There is petition going around at the moment – 21st June 2012. It requests that Thailand’s Environmental Minister tries harder to stop the illegal export of endangered animals and animal parts from Thailand. The trade from Thailand is just one part of a massive worldwide business that leads to the slaughter and/or capture of live wildlife. The country is a key transit area for this business. I am sure tiger parts go through there as well on route to China.
The Causes.com page describes one typical example. A smuggler was caught at Bangkok airport with drugged wild animals including baby cheetahs in his suitcase. When you think about it is astonishing how these people can expect to get through security and all the other checks at airports with live cheetahs or bears in their suitcases.

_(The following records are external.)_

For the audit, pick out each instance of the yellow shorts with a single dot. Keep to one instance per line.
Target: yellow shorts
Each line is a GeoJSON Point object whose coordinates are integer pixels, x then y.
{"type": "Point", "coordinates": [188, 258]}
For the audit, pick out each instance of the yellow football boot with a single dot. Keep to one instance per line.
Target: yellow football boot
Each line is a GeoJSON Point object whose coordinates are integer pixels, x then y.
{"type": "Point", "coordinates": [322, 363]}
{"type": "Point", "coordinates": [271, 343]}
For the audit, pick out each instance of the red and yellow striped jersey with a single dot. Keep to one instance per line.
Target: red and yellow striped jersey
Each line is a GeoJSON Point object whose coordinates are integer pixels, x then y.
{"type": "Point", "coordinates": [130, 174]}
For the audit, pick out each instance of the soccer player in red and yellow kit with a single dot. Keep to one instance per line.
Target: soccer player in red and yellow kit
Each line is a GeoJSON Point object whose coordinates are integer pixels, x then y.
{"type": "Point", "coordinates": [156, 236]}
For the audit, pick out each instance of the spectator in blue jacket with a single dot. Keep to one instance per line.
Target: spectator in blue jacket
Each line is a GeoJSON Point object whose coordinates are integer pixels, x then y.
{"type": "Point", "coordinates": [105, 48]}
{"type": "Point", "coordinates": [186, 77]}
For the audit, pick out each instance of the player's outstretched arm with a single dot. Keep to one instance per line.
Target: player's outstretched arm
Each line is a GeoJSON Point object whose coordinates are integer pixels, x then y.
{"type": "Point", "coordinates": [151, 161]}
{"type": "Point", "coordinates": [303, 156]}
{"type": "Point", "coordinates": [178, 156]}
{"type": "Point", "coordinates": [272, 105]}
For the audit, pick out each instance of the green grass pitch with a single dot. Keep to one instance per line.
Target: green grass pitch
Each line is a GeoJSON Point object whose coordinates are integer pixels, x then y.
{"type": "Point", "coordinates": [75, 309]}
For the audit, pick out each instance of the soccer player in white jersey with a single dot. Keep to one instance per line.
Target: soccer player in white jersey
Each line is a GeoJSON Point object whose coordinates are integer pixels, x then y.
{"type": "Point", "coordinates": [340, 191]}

What is going on? Clearly some, perhaps a lot, of these animals don’t survive the journey. That is not a major problem for the smuggler. It is a built-in overhead. He makes enough out the animals that do survive; tens of thousands of dollars. Big bucks for a guy in Thailand and modest money for a prince in the UAE (United Arab Emirates).
The petition is against the minister in Thailand. That is good. That is the seller end of the deal. But what about the buyer in Dubai or Abu Dhabi? Are they immune? It seems so.
CITES (Convention on International Trade in Endangered Species of Wild Fauna and Flora) is an international treaty that is meant to control trade in animals and animal parts. Many countries are signed up to the treaty. The United Arab Emirates signed up in 1990. Yet in 2008, eighteen years later, the WWF say that their customs officers are trained, meaning just trained. At the beginning, in 1990, enforcement and management of the CITES agreement seems to have been chaotic or non-existent in the UAE. It just seems that there is a lack of commitment in politics to ensure that CITES is enforced. That lack of commitment is due to the wealth generated by the business, some of which finds its way into the pockets of politicians.
The sad thing is that in 2012, there would appear to be inadequate policing of CITES in these rich states. We are told that the UAE is a sort of hub for wild life trade. That was certainly the case in 1990. Has anything really changed or is the training of customs officials just window dressing?
I have read quite a lot about CITES. I am not convinced that is works. It may even do some harm because it presents an image to the world that something is being done to limit and stop trade in endangered species but if the trade is worth $10 billion it is hard to believe that it is being limited.
I don’t have the figures but it would not surprise me to discover that the turnover in this nasty business has gradually increased over the years. One day it will decrease. The reason won’t be CITES. There will simply be less wildlife to trade. It will be all but extinct in the wild.